Uma loira se pronunciou.
— Ela não deu a mínima.
Ela respondeu, encarando a menina.
— Então chama o Gustav..
— Não!
Gritei, interrompendo. Eu não queria ele aqui.
— E como vamos fazer, gata? No chão é que você não pode ficar, ainda mais com a perna fudida assim.
Revirei os olhos e uma pontada enorme tomou conta da minha perna. Gemi.
— Deixa ela chamar, menina. Paloma, chama!
A loira falou, impaciente.
Paloma me encarou, como se pedisse permissão, suspirei e assenti pra ela.
— Tudo bem, pode chamar. Mas não chama o Gustavo, chama a Vitória mesmo.
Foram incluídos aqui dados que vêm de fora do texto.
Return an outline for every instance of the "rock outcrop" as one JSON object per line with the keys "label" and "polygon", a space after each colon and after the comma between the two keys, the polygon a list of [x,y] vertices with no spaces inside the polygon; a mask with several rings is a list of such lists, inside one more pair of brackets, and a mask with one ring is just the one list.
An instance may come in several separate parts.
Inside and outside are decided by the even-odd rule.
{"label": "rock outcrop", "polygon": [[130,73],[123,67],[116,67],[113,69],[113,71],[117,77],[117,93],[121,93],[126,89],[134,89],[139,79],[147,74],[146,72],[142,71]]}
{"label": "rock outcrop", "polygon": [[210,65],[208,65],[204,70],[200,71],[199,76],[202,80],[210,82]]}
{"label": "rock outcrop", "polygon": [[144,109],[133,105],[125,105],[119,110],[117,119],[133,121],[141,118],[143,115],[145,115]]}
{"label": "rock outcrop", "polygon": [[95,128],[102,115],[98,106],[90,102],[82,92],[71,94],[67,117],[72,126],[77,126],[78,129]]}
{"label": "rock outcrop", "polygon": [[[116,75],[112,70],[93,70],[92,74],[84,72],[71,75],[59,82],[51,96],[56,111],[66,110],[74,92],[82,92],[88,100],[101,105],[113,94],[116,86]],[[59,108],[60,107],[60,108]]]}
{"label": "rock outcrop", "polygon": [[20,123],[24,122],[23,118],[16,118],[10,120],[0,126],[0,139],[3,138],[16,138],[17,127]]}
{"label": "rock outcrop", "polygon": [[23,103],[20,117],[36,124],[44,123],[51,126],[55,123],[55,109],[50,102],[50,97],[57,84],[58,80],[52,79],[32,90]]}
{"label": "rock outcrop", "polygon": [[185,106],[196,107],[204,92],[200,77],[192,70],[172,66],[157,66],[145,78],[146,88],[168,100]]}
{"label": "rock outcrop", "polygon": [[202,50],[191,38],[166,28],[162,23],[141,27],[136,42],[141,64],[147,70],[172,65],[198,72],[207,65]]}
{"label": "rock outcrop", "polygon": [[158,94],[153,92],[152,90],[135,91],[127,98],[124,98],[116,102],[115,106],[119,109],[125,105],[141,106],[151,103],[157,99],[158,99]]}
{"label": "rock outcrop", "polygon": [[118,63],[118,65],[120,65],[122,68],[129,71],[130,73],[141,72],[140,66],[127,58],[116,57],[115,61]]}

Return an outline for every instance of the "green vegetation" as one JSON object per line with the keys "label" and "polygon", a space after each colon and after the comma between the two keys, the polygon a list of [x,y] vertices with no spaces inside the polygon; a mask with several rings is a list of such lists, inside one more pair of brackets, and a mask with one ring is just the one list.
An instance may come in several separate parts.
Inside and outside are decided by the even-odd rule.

Paloma caminhou até a porta e apertou um botão, onde tinha uma caixinha pra sair som ao lado.
— Fala.
Uma voz masculina se pronunciou dali.
— Por favor, chame a Vitória, uma integrante está machucada.
— Ok.
(....)
Tinham se passado muito tempo e ninguém havia vindo.
Minha perna estava piorando, latejava e estava totalmente inchada. Ora eu soltava uns leves gemidos de dor, estava começando a suar frio, com febre e meus pulsos totalmente avermelhados. Eu estava definitivamente um lixo.
Abriram a porta e quando eu olhei, não era a Vitória e sim, Gustavo.
Engoli em seco, sem mover um músculo.
— O que vocês aprontaram, porra?!
É agora que ele me mata!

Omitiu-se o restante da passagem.